Twitter took action against the official Trump campaign Twitter account Wednesday, freezing @TeamTrump’s ability to tweet until it removed a video in which the president made misleading claims about the coronavirus. In the video clip, taken from a Wednesday morning Fox News interview, President Trump makes the unfounded assertion that children are “almost immune” from COVID-19.
“If you look at children, children are almost — and I would almost say definitely — but almost immune from this disease,” Trump said. “They don’t have a problem. They just don’t have a problem.”
While Trump’s main account @realDonaldTrump linked out to the @TeamTrump tweet in violation, it did not directly share it. In spite of some mistaken reports that Trump’s own account is locked, at this time his account had not been subject to the same enforcement action as the Trump campaign account, which appears to have regained its ability to tweet around 6PM PT.

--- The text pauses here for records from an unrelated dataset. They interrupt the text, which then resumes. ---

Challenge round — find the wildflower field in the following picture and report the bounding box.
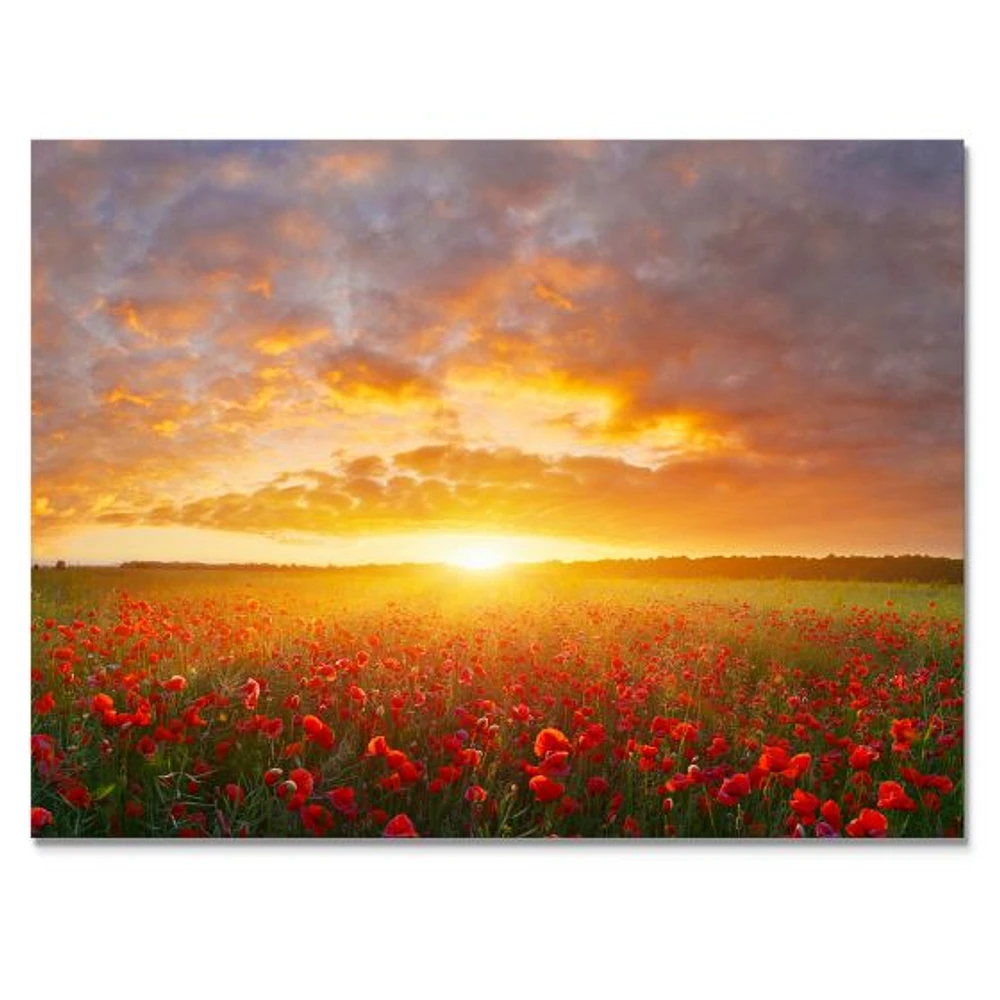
[31,566,964,839]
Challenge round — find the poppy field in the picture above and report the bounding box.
[31,566,964,839]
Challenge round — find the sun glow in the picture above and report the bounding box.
[448,545,507,570]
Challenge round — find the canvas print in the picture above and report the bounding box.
[31,139,965,832]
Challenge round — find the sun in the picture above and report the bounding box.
[448,545,507,570]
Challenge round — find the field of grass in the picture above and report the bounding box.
[31,566,964,838]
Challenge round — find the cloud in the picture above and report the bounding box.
[32,142,964,553]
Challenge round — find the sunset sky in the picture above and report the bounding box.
[32,142,964,563]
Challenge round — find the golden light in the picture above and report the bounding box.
[448,545,507,570]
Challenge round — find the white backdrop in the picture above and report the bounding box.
[0,0,1000,1000]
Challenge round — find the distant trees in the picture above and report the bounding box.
[115,555,965,583]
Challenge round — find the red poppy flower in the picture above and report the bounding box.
[847,809,889,837]
[757,746,812,783]
[535,727,573,757]
[819,799,843,832]
[889,719,920,754]
[31,806,54,836]
[302,715,334,750]
[382,813,420,837]
[32,691,56,715]
[528,774,566,802]
[878,781,917,812]
[240,677,260,712]
[90,694,115,715]
[465,785,486,802]
[790,788,819,826]
[716,774,750,806]
[587,777,611,795]
[847,746,878,771]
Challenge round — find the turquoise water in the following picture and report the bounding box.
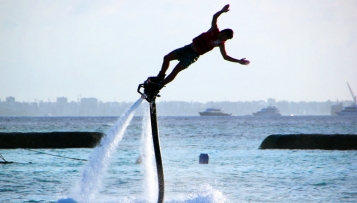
[0,101,357,203]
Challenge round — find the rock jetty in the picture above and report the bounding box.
[259,134,357,150]
[0,132,103,149]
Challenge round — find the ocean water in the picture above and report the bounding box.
[0,101,357,203]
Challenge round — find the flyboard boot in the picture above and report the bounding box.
[138,71,165,103]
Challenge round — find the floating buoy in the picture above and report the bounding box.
[199,153,209,164]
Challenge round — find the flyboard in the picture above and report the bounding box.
[137,78,165,203]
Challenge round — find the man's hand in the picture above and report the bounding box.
[221,4,229,13]
[239,58,250,65]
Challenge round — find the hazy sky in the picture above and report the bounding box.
[0,0,357,102]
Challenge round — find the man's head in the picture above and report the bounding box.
[219,29,234,41]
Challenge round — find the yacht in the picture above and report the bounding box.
[198,108,232,116]
[336,105,357,116]
[336,83,357,116]
[253,106,281,116]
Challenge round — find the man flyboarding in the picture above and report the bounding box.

“The @TeamTrump Tweet you referenced is in violation of the Twitter Rules on COVID-19 misinformation,” Twitter spokesperson Aly Pavela said in a statement provided to TechCrunch. “The account owner will be required to remove the Tweet before they can Tweet again.”
Facebook also took its own unprecedented action against President Trump’s account late Wednesday, removing the post for violating its rules against harmful false claims that any group is immune to the virus.
The president’s false claims were made in service of his belief that schools should reopen their classrooms in the fall. In June, Education Secretary Betsy DeVos made similar unscientific claims, arguing that children are “stoppers of the disease.”
In reality, the relationship between children and the virus is not yet well understood. While young children seem less prone to severe cases of COVID-19, the extent to which they contract and spread the virus isn’t yet known. In a new report examining transmission rates at a Georgia youth camp, the CDC observed that “children of all ages are susceptible to SARS-CoV-2 infection and, contrary to early reports, might play an important role in transmission.”